Alla mattina Rogiero, tolto commiato dal suo ospite, che assai doloroso lo vide partire, proseguiva la via.
CAPITOLO DECIMOQUINTO.
LA FINE DEL TRADITORE.
Avea l'aurora già vermiglia e ranciaScolorite le stelle, allor che lunge
Scoprimmo, e non ben chiari, i monti in prima,
Poscia i liti d'Italia. Italia!

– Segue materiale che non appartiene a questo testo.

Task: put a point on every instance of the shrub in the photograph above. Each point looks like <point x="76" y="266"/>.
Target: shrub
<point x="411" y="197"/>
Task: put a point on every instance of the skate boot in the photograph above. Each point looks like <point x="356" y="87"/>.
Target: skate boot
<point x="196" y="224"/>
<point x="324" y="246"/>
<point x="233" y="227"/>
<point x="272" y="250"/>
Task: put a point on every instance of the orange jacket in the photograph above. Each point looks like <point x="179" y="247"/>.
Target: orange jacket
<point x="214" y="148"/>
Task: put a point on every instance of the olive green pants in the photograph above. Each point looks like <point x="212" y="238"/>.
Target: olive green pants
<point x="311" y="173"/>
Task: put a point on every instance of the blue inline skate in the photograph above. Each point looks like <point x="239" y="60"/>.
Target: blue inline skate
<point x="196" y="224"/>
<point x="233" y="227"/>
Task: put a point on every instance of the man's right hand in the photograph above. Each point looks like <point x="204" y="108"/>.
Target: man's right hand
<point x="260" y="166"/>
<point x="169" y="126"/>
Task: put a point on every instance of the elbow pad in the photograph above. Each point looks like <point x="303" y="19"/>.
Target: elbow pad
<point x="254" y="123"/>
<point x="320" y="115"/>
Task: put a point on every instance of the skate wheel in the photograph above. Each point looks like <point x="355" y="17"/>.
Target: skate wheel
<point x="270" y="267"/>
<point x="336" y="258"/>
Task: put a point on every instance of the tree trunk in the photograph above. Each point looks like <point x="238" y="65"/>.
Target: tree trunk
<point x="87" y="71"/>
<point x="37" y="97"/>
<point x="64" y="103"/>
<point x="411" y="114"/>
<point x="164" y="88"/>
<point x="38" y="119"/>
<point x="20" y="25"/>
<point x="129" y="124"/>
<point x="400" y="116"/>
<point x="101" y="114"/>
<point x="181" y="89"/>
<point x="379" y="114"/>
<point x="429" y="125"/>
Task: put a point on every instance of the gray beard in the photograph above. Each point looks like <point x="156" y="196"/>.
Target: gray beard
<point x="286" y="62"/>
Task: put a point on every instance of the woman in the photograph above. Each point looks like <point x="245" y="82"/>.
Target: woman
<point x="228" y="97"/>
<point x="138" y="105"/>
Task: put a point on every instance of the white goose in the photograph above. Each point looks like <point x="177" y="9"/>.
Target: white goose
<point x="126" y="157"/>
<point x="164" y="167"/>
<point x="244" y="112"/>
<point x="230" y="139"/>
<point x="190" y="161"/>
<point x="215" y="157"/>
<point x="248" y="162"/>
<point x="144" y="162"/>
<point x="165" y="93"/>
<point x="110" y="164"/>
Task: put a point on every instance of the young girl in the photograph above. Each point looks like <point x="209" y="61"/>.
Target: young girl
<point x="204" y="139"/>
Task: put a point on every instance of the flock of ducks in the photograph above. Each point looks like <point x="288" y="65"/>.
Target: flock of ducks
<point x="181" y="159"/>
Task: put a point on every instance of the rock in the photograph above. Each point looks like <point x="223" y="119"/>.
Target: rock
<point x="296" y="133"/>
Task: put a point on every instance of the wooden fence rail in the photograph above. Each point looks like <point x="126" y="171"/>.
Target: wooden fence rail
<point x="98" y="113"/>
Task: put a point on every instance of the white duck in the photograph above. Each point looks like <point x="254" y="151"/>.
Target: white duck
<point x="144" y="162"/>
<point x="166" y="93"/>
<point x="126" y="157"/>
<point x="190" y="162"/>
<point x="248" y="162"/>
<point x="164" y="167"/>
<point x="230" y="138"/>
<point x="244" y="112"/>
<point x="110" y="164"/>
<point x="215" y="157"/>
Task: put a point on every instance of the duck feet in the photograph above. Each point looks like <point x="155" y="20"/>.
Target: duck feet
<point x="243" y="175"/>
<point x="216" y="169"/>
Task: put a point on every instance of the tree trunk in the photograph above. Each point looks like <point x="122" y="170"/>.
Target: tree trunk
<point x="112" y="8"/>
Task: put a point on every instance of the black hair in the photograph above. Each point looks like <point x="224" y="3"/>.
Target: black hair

AcateGridò primieramente; Italia, Italia,
Da ciascun legno rintonando allegri,
Tutti la salutammo.
Eneide.
Ecco le Alpi. – Quanti sono i secoli che ne incoronano la cima? – Il tempo li confonde nei suoi misteri. – Di quelli che i popoli conoscono, alcuni appaiono luminosi quanto la gemma sul diadema del potente, – altri foschi di luce sanguigna, come l'ultimo raggio del sole che muore, – altri tenebrosi di terribile oscurità. –
– Da quelle rupi abbrustolate dal fulmine l'Aquila romana guardò le nazioni della terra, e spiccando il volo al corso fatale precorse con lo spavento di provincia in provincia, di parte di mondo in parte di mondo, la vittoria delle legioni immortali. – Gli alti destini di Annibale le apportarono la dolorosa conoscenza, che poteva essere vinta; pure, finchè le virtù patrie le composero il nido, stette coll'Alpi terrore dei popoli. – Quando consumato dagli anni e dai vizii l'Impero dei Cesari giacque sotto il peso della propria grandezza, abbandonò l'Aquila superba quel cadavere di gloria, lasciando allo stormo dei corvi settentrionali cibarsi di morte reliquie. – Venne Carlo Magno, ma l'Aquila era fuggita, il nido freddo, ed ei lo disperse. – Il genio di un fiero Capitano erra fremendo per quegli spaventosi dirupi.